Genesis 18:16-18, 20-33, KJV
Once again we get a peek at Abram's inner character. Think about this. Despite the trouble which Lot had been to Abram, -- fighting between their herdsmen, and having to rescue Lot and his family from the Babylonian kings -- Abram still very much cared for Lot. I suspect that this is why he questioned the Lord's decision regarding the destruction of Sodom and Gomorrah, and brought up the issue concerning the righteous. But we also see the Lord's character as well, because He was willing to listen to Abram's pleas. Thus, He promised that He would not destroy Sodom if any righteous remained in that wicked city.

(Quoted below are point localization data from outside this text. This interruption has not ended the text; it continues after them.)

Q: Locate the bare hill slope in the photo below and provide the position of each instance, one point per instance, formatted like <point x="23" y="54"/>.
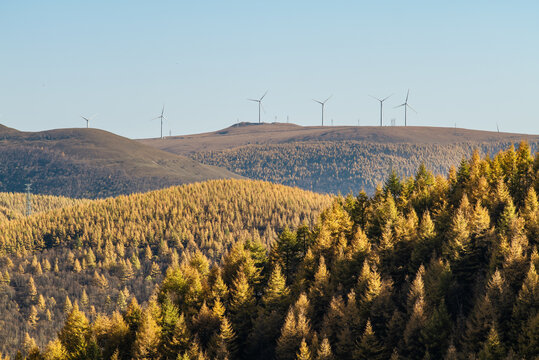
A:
<point x="335" y="159"/>
<point x="92" y="163"/>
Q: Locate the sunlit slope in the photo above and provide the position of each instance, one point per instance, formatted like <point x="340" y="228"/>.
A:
<point x="336" y="159"/>
<point x="181" y="215"/>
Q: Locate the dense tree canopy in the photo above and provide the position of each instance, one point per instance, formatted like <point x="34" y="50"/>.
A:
<point x="445" y="268"/>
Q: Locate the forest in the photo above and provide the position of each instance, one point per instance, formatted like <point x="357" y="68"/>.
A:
<point x="428" y="267"/>
<point x="342" y="166"/>
<point x="103" y="253"/>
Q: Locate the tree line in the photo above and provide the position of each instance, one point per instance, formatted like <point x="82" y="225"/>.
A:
<point x="101" y="254"/>
<point x="429" y="267"/>
<point x="341" y="166"/>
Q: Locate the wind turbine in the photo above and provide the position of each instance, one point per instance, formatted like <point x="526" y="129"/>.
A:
<point x="87" y="119"/>
<point x="161" y="117"/>
<point x="323" y="103"/>
<point x="381" y="105"/>
<point x="406" y="105"/>
<point x="259" y="101"/>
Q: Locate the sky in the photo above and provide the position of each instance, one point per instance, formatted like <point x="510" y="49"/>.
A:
<point x="471" y="64"/>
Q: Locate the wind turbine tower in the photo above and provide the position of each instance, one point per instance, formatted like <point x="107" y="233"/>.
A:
<point x="161" y="117"/>
<point x="381" y="106"/>
<point x="323" y="103"/>
<point x="259" y="101"/>
<point x="28" y="200"/>
<point x="87" y="119"/>
<point x="406" y="105"/>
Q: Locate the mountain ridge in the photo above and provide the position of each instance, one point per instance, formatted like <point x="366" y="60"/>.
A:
<point x="92" y="163"/>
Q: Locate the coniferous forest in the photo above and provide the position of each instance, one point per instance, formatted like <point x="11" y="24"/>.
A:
<point x="429" y="267"/>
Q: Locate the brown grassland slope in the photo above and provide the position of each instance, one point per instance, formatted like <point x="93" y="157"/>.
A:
<point x="91" y="163"/>
<point x="337" y="158"/>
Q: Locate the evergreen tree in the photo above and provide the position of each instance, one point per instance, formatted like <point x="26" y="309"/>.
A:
<point x="304" y="353"/>
<point x="147" y="338"/>
<point x="75" y="334"/>
<point x="492" y="348"/>
<point x="368" y="346"/>
<point x="324" y="351"/>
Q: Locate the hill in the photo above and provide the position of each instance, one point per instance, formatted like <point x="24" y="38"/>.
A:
<point x="431" y="267"/>
<point x="13" y="205"/>
<point x="335" y="159"/>
<point x="91" y="163"/>
<point x="104" y="253"/>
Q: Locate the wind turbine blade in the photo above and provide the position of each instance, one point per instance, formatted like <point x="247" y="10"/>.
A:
<point x="411" y="108"/>
<point x="387" y="97"/>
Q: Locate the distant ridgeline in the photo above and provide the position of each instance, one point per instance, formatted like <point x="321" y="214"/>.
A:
<point x="429" y="267"/>
<point x="342" y="166"/>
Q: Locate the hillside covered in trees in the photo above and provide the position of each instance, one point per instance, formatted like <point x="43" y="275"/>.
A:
<point x="340" y="166"/>
<point x="102" y="254"/>
<point x="13" y="205"/>
<point x="429" y="267"/>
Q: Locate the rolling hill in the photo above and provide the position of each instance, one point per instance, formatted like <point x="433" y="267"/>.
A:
<point x="335" y="159"/>
<point x="91" y="163"/>
<point x="103" y="253"/>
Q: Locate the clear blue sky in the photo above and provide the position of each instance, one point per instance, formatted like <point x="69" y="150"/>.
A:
<point x="473" y="63"/>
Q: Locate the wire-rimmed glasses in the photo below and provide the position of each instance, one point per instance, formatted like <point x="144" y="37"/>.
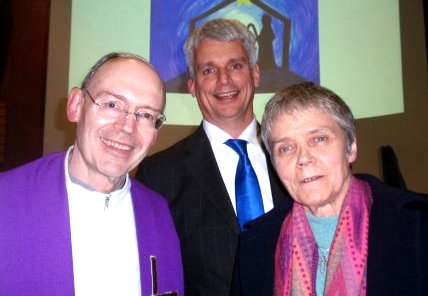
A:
<point x="114" y="109"/>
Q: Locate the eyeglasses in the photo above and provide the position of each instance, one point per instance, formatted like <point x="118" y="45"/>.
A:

As we soon discover, even though Lot and his family lived in that terrible city of sin known as Sodom, God still desired to save them. Thus, He sent the two Angels to escort them by force out of that abominable, wicked place, just prior to its fiery destruction. As I mentioned in part one, from reading about Lot, personally, I get the impression that he was a bit self-centered, always looking out for what was in it for him, and being most concerned with his own well-being and survival first. We get another glimpse of Lot's questionable character when the homosexuals in Sodom discover that Lot is hosting the two Angels in his home. Of course, the men of Sodom did not know that they were Angels at that time, but there should be no doubt that they certainly found out soon enough.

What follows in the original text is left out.